2024 Undergraduate Research Showcase

Whole River Contaminant Degradation Depends Upon Transport Processes in River Sediments

Document Type

Student Presentation

Presentation Date

4-19-2024

Faculty Sponsor

Dr. Kevin Roche

Abstract

Pollutants in rivers expose aquatic species and human populations to harmful contamination. In rivers, contaminants can naturally transform into equally potent “daughter” compounds. These transformations most commonly occur once contaminants have been carried by river water into a shallow, reactive region of river sediments called the hyporheic zone. While mathematical models are useful tools for predicting parent and daughter contaminant exposure in rivers, they make assumptions about what processes dominate in the hyporheic zone, which limits our understanding of contaminant fate at the river scale. Here, we compared two hyporheic zone reactive transport models with differing transport assumptions – diffusion vs.advection – to understand how each process impacts the integrated effects of transport, surface-subsurface exchange, and subsurface reactions on whole river contaminant degradation.
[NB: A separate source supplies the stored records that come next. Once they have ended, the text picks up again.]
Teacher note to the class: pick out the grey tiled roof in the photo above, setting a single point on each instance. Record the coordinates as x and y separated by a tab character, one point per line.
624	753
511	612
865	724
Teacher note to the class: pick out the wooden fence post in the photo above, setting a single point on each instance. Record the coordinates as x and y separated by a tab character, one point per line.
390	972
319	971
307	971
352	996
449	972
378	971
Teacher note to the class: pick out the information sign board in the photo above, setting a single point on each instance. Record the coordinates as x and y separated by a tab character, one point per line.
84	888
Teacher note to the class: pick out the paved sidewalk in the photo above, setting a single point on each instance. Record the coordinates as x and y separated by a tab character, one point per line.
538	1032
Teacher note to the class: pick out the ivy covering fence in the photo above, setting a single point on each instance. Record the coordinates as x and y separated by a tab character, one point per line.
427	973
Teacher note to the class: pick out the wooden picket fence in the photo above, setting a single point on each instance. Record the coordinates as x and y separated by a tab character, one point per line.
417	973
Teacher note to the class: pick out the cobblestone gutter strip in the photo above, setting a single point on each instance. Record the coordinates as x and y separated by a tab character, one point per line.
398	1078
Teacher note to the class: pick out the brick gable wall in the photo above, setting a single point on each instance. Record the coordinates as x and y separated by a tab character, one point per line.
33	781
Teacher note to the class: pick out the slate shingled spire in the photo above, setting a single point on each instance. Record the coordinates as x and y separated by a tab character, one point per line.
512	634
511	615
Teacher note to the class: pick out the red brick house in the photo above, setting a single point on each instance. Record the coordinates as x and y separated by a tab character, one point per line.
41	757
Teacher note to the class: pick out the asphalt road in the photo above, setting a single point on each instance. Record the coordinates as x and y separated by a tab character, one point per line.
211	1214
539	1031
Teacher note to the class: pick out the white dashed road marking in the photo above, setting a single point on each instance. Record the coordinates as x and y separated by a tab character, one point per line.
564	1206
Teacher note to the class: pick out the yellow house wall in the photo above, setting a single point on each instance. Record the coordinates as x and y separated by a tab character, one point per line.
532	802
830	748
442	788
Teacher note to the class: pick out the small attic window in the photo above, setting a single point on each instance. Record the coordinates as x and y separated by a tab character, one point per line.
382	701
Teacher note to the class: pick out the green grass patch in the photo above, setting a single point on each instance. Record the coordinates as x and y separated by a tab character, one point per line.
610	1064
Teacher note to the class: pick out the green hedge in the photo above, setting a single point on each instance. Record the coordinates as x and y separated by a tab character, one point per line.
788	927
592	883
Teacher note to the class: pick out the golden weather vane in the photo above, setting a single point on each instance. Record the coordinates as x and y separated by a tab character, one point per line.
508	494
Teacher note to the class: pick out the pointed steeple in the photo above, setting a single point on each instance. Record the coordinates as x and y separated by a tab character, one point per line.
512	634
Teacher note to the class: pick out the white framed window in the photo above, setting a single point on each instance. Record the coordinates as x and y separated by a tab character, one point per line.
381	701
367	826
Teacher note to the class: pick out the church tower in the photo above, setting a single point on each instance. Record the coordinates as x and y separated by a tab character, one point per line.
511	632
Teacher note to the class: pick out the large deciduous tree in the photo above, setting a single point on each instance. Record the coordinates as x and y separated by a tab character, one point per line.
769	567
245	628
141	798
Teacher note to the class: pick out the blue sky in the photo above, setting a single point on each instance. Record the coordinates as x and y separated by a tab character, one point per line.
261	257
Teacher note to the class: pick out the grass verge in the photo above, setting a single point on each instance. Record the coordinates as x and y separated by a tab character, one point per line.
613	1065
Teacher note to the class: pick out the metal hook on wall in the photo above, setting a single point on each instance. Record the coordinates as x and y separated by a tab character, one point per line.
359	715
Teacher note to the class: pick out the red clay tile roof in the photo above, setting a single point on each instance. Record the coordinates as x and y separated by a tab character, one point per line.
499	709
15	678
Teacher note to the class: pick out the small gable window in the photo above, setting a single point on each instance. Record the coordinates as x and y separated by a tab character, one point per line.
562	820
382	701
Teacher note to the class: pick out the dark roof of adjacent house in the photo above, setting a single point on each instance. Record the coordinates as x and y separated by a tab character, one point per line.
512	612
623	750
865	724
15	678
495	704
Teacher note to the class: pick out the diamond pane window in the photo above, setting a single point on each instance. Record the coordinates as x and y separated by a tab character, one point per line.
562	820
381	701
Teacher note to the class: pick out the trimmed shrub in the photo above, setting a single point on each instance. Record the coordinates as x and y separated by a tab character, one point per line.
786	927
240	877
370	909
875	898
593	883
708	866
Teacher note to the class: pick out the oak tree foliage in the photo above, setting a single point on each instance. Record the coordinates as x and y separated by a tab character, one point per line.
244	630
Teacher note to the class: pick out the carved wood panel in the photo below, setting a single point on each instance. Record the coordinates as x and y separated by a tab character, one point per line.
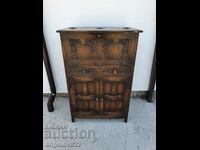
82	48
115	48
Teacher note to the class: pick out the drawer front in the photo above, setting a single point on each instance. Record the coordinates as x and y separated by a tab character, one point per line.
99	71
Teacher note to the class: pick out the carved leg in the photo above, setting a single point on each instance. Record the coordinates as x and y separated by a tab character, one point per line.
50	103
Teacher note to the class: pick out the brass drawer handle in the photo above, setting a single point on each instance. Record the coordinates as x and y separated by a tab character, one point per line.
115	71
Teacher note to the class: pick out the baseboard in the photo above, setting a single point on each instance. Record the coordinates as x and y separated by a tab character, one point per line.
134	94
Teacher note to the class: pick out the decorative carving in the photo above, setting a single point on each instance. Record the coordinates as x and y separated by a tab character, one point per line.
77	69
121	70
75	43
73	47
106	43
125	44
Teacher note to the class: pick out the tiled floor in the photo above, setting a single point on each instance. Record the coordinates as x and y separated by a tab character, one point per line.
139	133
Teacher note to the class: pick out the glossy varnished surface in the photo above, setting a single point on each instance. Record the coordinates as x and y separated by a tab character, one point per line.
99	66
100	29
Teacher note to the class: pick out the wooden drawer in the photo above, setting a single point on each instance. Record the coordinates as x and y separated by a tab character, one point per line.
104	70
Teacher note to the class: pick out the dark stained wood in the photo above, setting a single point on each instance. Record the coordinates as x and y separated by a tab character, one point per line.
49	76
152	79
99	66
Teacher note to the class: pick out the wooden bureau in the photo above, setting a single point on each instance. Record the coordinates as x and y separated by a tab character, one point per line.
99	65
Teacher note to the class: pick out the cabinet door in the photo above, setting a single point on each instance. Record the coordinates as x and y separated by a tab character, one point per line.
84	94
114	94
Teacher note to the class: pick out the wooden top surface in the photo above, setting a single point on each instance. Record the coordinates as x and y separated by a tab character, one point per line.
107	29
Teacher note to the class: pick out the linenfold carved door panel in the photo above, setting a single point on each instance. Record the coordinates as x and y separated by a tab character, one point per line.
85	91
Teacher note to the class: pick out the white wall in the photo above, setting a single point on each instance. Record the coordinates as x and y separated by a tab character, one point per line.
141	14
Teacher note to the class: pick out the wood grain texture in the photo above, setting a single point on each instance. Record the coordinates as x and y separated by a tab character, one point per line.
100	62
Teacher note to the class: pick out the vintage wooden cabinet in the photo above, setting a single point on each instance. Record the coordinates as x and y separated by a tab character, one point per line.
99	65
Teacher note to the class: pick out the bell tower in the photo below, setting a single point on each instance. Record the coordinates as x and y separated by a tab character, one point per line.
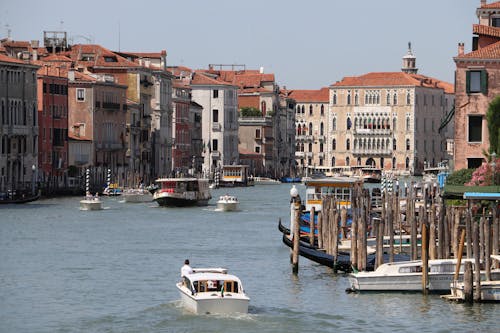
409	62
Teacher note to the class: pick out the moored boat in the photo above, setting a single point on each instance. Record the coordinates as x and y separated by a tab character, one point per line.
91	202
407	276
180	192
213	291
136	195
228	203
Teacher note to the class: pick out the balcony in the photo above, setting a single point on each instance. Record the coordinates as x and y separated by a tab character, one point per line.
216	127
299	154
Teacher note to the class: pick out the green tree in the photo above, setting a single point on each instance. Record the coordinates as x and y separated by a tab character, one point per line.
493	119
250	112
459	177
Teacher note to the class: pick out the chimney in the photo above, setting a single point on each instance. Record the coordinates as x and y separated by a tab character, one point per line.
164	59
460	49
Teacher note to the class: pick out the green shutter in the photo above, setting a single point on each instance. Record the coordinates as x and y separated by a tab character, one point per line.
467	82
484	82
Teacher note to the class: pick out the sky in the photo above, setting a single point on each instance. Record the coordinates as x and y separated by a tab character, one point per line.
307	44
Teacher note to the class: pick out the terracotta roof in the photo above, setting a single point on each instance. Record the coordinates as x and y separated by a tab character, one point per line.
199	78
4	58
99	56
301	96
486	30
492	5
491	51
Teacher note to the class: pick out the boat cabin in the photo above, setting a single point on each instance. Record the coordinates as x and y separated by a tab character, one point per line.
339	187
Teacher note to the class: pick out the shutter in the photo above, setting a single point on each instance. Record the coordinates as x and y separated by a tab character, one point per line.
484	82
467	82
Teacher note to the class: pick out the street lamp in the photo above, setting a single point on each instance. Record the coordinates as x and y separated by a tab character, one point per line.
33	169
493	165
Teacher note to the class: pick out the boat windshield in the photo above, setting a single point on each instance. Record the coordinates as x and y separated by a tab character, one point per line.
215	285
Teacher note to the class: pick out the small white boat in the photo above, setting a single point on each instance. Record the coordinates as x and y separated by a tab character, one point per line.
91	202
228	203
137	195
265	181
407	276
213	291
181	192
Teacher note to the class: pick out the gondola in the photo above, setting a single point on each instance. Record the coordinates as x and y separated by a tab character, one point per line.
343	262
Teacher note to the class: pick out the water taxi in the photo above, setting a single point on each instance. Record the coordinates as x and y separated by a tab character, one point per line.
213	291
228	203
182	192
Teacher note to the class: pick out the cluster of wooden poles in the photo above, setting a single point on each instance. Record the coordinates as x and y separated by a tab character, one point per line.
444	230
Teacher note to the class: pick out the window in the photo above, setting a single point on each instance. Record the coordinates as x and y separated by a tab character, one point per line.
80	94
475	128
476	81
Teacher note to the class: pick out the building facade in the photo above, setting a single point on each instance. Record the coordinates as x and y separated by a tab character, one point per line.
18	125
477	82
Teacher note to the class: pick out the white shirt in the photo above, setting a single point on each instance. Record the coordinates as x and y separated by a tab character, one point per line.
185	270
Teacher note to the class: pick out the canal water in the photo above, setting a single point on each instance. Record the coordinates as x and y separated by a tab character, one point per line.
66	270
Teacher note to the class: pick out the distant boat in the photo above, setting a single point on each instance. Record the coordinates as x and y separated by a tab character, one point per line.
407	276
228	203
213	291
181	192
91	202
135	195
265	181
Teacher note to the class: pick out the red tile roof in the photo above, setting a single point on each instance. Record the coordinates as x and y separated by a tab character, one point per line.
99	54
492	5
383	79
4	58
491	51
486	30
200	78
300	96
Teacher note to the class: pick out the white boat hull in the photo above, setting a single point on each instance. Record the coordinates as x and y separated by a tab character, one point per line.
404	282
213	302
490	291
90	204
227	206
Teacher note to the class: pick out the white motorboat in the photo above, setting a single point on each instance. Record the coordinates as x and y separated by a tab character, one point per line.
228	203
91	202
407	276
490	290
182	192
213	291
137	195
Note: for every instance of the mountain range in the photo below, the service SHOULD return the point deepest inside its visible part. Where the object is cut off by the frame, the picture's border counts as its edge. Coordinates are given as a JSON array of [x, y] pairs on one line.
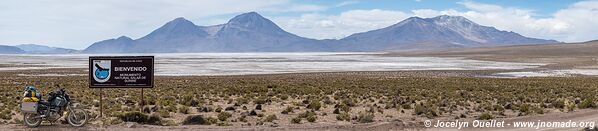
[[251, 32], [34, 49]]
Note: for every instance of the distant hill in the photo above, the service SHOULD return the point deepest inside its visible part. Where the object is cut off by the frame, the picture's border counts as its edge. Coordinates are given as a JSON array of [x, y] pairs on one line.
[[251, 32], [4, 49], [41, 49], [440, 32]]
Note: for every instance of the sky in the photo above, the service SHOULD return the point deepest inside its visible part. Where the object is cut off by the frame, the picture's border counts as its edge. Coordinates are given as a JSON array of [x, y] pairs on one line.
[[79, 23]]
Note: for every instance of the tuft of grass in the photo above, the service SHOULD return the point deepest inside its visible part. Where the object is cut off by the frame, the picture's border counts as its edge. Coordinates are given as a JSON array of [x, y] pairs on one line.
[[223, 116], [312, 118], [365, 117], [271, 118], [344, 116], [296, 120]]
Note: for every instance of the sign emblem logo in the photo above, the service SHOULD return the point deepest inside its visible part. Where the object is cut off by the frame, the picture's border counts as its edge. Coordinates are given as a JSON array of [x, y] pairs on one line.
[[101, 70]]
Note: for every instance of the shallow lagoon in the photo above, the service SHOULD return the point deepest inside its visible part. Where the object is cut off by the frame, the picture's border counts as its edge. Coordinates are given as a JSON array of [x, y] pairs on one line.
[[174, 64]]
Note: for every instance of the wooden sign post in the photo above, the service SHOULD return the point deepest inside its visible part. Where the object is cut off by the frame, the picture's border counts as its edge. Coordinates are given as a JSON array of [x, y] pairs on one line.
[[121, 72]]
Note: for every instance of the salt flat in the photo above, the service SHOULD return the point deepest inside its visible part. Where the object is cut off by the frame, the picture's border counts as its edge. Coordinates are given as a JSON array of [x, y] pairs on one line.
[[183, 64]]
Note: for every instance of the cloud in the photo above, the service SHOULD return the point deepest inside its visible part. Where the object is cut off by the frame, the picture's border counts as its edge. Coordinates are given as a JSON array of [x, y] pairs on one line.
[[320, 26], [575, 23]]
We found that the assumed transport process does not control whole-river parent-to-daughter transformation, but it strongly controls daughter compound degradation. Specifically, daughter degradation rates are highest when contaminants are advected through the hyporheic zone, compared with diffusion. Our results indicate contaminant degradation patterns depend on the transport mechanism in the hyporheic zone. Therefore, practitioners should consider both the toxicity of contaminants and the dominant physical processes in the hyporheic zone when predicting contaminant fate in river systems.